By State Rep. Joe Sosnowski, R-Rockford
While a new governor and group of legislators prepare to take office in January, the appeal for fixing Illinois’ overwhelming $100 billion pension funding deficit awaits its fate at the state Supreme Court, where many predict a lower court’s ruling against the fix will be upheld. The reform in question is a pension plan approved last year that attempts to close the devastating funding gap by making changes to public employee pension plans to include delaying the age of retirement, slowing cost-of-living increases, and capping pensionable salary.
A Sangamon County circuit court last month struck down the law as unconstitutional, despite the pension system’s overwhelming need for reform. The lower court’s explanation zeros in on what is the biggest roadblock to enacting real pension reform, a clause in the state’s constitution that says public employee defined benefit plans are an “enforceable contractual relationship, the benefits of which shall not be diminished or impaired.”
The financial condition of Illinois’ five pension systems ranks worst in the nation. At less than 43 percent funded, the State of Illinois needs more flexibility to make much-needed changes to over-promised pension benefits. I believe it is time to remove the single, most significant barricade to enacting meaningful pension reform, the pension protection clause.
Changing the Illinois Constitution is a long process, but it is a course that involves voter participation by all stakeholders. A measure to remove the pension guarantee would first require three-fifths majority approval by the General Assembly, before placement on a general election ballot where voters make the choice.

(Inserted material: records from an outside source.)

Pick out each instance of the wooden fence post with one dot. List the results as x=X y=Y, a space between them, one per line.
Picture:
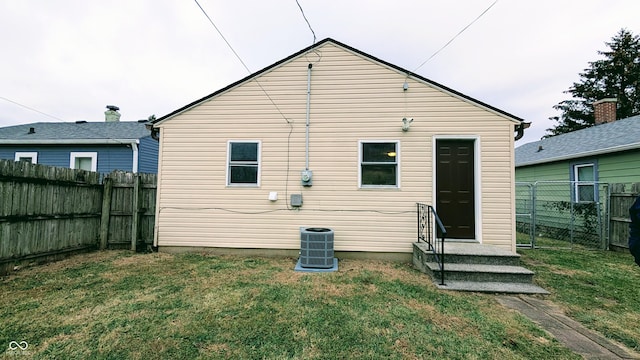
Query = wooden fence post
x=106 y=212
x=135 y=211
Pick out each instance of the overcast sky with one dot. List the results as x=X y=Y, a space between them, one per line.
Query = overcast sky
x=71 y=58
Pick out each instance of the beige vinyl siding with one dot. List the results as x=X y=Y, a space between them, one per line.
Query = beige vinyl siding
x=352 y=99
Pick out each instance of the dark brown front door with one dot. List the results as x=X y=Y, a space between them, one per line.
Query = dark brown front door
x=454 y=187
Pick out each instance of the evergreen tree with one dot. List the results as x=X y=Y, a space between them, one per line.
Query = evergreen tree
x=617 y=75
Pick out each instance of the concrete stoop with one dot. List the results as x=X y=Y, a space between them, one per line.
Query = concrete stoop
x=478 y=268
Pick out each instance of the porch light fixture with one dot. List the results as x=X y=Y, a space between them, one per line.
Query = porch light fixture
x=406 y=123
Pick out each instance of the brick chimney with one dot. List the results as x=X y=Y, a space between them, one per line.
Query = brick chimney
x=605 y=110
x=112 y=114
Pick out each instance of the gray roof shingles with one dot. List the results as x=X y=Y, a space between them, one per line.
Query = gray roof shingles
x=75 y=131
x=619 y=135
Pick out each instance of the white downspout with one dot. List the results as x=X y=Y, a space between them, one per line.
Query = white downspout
x=134 y=147
x=308 y=114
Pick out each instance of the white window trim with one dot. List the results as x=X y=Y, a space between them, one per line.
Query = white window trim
x=29 y=154
x=477 y=174
x=360 y=186
x=228 y=177
x=578 y=182
x=93 y=155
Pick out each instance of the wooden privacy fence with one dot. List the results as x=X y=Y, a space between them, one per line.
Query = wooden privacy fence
x=47 y=212
x=622 y=197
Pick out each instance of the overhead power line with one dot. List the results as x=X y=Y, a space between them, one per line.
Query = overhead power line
x=307 y=20
x=458 y=34
x=30 y=108
x=240 y=59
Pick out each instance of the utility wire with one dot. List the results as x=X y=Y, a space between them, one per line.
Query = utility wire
x=308 y=24
x=240 y=59
x=458 y=34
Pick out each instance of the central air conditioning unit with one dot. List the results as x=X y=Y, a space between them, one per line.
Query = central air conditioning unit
x=316 y=248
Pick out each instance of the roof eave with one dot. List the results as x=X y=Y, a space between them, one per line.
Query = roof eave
x=68 y=141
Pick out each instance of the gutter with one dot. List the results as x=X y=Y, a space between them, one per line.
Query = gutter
x=67 y=141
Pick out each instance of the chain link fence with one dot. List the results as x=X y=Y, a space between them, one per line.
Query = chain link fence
x=562 y=214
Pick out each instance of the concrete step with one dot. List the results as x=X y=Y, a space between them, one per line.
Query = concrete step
x=470 y=253
x=476 y=267
x=493 y=287
x=482 y=272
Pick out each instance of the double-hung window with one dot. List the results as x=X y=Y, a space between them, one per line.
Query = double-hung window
x=379 y=164
x=84 y=160
x=243 y=163
x=584 y=183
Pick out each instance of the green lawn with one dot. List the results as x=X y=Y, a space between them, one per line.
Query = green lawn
x=120 y=305
x=600 y=289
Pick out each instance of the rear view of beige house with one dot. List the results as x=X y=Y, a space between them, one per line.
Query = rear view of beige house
x=335 y=138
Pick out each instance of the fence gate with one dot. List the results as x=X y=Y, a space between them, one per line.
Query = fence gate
x=524 y=215
x=562 y=214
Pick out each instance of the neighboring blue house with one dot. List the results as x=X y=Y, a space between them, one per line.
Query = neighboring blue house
x=95 y=146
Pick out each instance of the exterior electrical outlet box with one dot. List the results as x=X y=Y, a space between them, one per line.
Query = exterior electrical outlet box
x=296 y=200
x=306 y=177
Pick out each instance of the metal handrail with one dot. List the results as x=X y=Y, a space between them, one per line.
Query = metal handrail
x=427 y=218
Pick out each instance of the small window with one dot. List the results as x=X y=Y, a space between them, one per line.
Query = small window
x=379 y=164
x=31 y=157
x=243 y=163
x=584 y=185
x=84 y=160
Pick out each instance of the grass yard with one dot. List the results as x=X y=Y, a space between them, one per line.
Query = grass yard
x=120 y=305
x=600 y=289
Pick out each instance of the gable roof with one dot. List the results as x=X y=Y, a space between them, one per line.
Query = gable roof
x=74 y=133
x=606 y=138
x=356 y=51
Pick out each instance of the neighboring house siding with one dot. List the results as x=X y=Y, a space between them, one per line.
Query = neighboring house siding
x=558 y=171
x=110 y=157
x=352 y=99
x=148 y=155
x=623 y=167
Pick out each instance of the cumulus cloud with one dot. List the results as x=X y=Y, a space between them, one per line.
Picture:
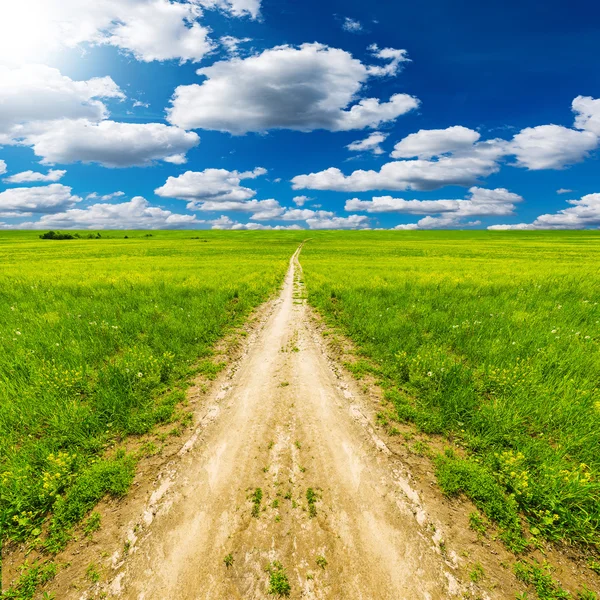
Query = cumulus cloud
x=138 y=213
x=587 y=111
x=372 y=143
x=479 y=202
x=460 y=159
x=232 y=44
x=551 y=146
x=404 y=175
x=428 y=143
x=147 y=29
x=110 y=143
x=262 y=210
x=105 y=197
x=300 y=200
x=303 y=89
x=224 y=222
x=457 y=156
x=394 y=58
x=442 y=222
x=34 y=176
x=39 y=94
x=352 y=25
x=350 y=222
x=582 y=213
x=214 y=185
x=42 y=199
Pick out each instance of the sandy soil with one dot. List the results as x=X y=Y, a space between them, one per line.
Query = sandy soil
x=286 y=423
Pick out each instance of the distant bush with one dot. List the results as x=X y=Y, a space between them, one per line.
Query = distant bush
x=56 y=235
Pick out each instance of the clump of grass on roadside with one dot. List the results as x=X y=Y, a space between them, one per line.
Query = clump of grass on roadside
x=98 y=342
x=256 y=501
x=279 y=584
x=489 y=338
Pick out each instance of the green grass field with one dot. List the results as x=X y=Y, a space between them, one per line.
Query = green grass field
x=492 y=339
x=488 y=338
x=97 y=338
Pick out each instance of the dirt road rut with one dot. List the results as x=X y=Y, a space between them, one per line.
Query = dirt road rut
x=285 y=467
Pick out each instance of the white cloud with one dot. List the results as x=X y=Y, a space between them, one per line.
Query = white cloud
x=42 y=199
x=352 y=25
x=105 y=197
x=297 y=214
x=394 y=56
x=300 y=200
x=215 y=185
x=372 y=143
x=404 y=175
x=551 y=146
x=237 y=8
x=479 y=202
x=35 y=177
x=147 y=29
x=456 y=156
x=407 y=227
x=37 y=93
x=303 y=89
x=224 y=222
x=350 y=222
x=231 y=44
x=263 y=209
x=138 y=213
x=444 y=222
x=581 y=214
x=110 y=143
x=587 y=110
x=427 y=143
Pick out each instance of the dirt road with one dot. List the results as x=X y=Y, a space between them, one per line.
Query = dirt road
x=288 y=425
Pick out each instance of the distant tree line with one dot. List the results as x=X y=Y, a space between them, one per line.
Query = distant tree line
x=57 y=235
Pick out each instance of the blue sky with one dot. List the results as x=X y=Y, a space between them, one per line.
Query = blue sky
x=305 y=114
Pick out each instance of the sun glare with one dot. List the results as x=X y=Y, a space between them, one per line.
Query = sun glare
x=26 y=33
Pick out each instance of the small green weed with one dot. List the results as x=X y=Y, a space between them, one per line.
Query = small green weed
x=311 y=498
x=92 y=573
x=279 y=584
x=256 y=500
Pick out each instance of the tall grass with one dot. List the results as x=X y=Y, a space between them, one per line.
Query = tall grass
x=492 y=338
x=95 y=334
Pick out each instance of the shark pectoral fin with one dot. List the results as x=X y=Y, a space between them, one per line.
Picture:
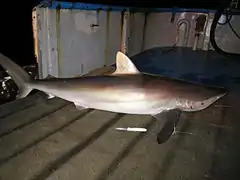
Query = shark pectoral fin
x=50 y=77
x=80 y=107
x=171 y=118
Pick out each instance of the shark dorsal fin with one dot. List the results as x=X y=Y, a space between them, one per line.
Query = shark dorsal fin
x=124 y=65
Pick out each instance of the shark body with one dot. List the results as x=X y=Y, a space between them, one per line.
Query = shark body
x=125 y=91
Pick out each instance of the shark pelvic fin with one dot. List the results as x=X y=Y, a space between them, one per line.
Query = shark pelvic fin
x=171 y=118
x=124 y=65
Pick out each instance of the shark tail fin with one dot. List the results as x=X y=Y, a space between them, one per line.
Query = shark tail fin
x=19 y=75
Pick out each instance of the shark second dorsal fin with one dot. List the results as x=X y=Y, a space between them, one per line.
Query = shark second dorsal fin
x=124 y=65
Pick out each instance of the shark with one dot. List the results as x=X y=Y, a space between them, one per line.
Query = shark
x=126 y=90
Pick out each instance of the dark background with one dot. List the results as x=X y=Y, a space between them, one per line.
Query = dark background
x=16 y=39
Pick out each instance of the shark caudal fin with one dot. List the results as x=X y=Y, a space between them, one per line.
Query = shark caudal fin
x=124 y=65
x=19 y=75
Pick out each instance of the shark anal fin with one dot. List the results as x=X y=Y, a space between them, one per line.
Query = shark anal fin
x=80 y=107
x=171 y=118
x=50 y=96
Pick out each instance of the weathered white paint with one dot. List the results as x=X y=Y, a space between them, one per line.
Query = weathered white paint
x=74 y=42
x=70 y=43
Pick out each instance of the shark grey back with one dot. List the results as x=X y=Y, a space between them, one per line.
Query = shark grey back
x=124 y=91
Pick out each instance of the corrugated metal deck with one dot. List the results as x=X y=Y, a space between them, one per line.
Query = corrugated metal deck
x=53 y=140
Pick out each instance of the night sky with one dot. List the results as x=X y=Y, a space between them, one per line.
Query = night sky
x=16 y=25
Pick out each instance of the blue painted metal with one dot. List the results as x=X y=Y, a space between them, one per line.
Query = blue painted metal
x=88 y=6
x=205 y=67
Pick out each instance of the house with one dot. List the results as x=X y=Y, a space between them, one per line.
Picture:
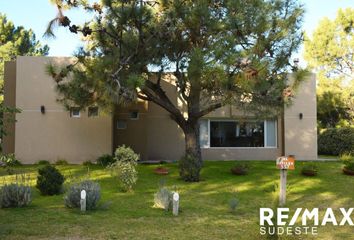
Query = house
x=46 y=131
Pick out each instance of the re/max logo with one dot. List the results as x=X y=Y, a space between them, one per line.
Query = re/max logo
x=282 y=217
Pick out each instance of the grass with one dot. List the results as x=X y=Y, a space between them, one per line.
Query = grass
x=205 y=205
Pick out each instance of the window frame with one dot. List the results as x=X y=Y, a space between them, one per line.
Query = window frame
x=72 y=115
x=250 y=120
x=92 y=116
x=133 y=112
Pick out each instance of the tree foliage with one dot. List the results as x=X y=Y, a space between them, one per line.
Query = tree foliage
x=217 y=52
x=330 y=52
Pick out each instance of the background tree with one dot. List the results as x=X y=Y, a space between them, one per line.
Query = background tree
x=218 y=52
x=14 y=41
x=330 y=52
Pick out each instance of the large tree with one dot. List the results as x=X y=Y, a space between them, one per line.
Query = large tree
x=330 y=51
x=218 y=52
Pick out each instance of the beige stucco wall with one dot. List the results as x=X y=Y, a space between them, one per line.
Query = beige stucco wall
x=155 y=136
x=53 y=135
x=301 y=134
x=8 y=141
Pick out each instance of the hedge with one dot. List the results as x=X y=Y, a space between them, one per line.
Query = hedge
x=336 y=141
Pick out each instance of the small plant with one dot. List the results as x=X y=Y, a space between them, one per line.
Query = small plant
x=346 y=158
x=93 y=194
x=125 y=167
x=161 y=170
x=309 y=169
x=16 y=194
x=105 y=160
x=61 y=162
x=163 y=197
x=88 y=163
x=9 y=160
x=233 y=204
x=50 y=180
x=126 y=154
x=240 y=169
x=43 y=162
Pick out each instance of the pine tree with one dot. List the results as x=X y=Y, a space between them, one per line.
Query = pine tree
x=219 y=52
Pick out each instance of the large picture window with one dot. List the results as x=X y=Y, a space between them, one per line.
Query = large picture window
x=232 y=133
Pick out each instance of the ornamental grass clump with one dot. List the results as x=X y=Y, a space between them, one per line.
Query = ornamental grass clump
x=93 y=194
x=125 y=167
x=348 y=161
x=309 y=169
x=17 y=194
x=163 y=198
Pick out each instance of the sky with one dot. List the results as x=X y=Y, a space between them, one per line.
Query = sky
x=36 y=14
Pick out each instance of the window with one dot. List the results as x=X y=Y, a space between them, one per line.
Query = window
x=271 y=133
x=232 y=133
x=121 y=124
x=93 y=112
x=134 y=115
x=75 y=112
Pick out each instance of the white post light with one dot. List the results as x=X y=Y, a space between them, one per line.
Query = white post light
x=83 y=201
x=175 y=203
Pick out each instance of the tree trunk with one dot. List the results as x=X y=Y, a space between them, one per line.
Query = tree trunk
x=191 y=164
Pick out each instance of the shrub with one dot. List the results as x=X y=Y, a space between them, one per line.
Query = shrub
x=93 y=194
x=346 y=158
x=43 y=162
x=336 y=141
x=348 y=161
x=61 y=162
x=309 y=169
x=105 y=160
x=88 y=163
x=233 y=204
x=189 y=168
x=240 y=169
x=16 y=194
x=9 y=160
x=49 y=180
x=126 y=154
x=125 y=167
x=126 y=174
x=163 y=198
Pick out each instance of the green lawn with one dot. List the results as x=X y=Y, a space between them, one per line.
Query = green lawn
x=205 y=209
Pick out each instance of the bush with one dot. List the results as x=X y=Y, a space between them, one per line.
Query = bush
x=125 y=167
x=309 y=169
x=43 y=162
x=189 y=168
x=15 y=194
x=163 y=199
x=126 y=154
x=233 y=204
x=49 y=180
x=240 y=169
x=9 y=160
x=105 y=160
x=61 y=162
x=336 y=141
x=348 y=161
x=93 y=194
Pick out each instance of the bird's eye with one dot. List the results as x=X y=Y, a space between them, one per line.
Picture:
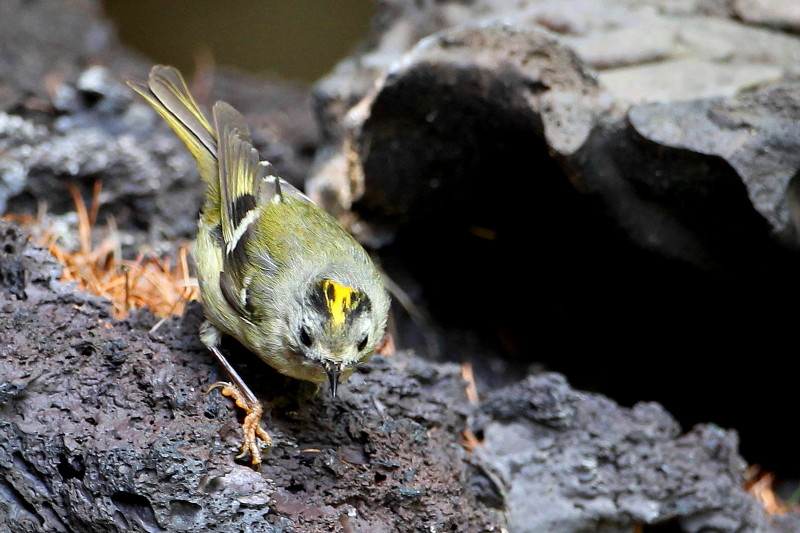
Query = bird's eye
x=305 y=338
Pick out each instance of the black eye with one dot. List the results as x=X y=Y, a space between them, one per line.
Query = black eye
x=305 y=338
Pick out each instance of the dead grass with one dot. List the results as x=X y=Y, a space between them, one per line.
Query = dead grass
x=147 y=281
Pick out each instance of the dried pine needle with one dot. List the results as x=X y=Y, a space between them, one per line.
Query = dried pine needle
x=760 y=485
x=144 y=282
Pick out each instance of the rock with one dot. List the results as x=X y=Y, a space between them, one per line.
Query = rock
x=603 y=467
x=106 y=424
x=773 y=13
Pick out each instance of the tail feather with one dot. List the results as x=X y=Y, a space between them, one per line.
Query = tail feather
x=166 y=91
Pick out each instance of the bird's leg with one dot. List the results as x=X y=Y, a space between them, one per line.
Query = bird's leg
x=242 y=395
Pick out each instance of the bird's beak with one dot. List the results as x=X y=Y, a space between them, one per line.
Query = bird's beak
x=334 y=371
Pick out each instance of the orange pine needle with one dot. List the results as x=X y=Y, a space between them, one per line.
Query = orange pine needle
x=152 y=282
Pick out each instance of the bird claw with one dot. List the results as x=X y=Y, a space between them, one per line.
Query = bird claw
x=251 y=427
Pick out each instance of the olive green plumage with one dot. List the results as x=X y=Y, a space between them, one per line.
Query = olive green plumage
x=275 y=270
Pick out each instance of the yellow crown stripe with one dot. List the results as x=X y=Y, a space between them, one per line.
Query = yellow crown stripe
x=340 y=300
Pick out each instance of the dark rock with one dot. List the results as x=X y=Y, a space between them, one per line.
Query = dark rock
x=105 y=425
x=613 y=469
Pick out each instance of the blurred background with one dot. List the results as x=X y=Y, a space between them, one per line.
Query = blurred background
x=298 y=40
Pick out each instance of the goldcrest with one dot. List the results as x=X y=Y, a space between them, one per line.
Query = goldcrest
x=275 y=271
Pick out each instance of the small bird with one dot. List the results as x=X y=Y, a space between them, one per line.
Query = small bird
x=275 y=271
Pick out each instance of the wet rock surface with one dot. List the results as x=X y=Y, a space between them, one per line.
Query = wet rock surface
x=106 y=426
x=644 y=153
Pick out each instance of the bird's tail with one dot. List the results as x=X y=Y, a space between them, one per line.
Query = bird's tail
x=166 y=91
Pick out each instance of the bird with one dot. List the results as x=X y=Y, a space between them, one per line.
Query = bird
x=275 y=270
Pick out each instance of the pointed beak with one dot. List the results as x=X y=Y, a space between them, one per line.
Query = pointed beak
x=334 y=371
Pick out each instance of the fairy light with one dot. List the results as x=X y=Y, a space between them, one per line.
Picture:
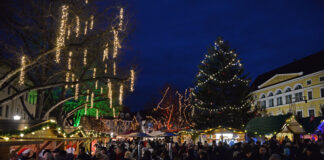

To be clear, this doesn’t mean public employees will lose their pensions if approved, it would simply provide the state with a viable pathway to improve the current systems and allow for a compromise that is reasonable to retirees and taxpayers. Amending the Constitution is a challenge, but not an insurmountable task. Finding a solvent and sustainable solution to Illinois pension woes is critical to the financial future of our state and should be at the top of every lawmaker’s 2015 agenda.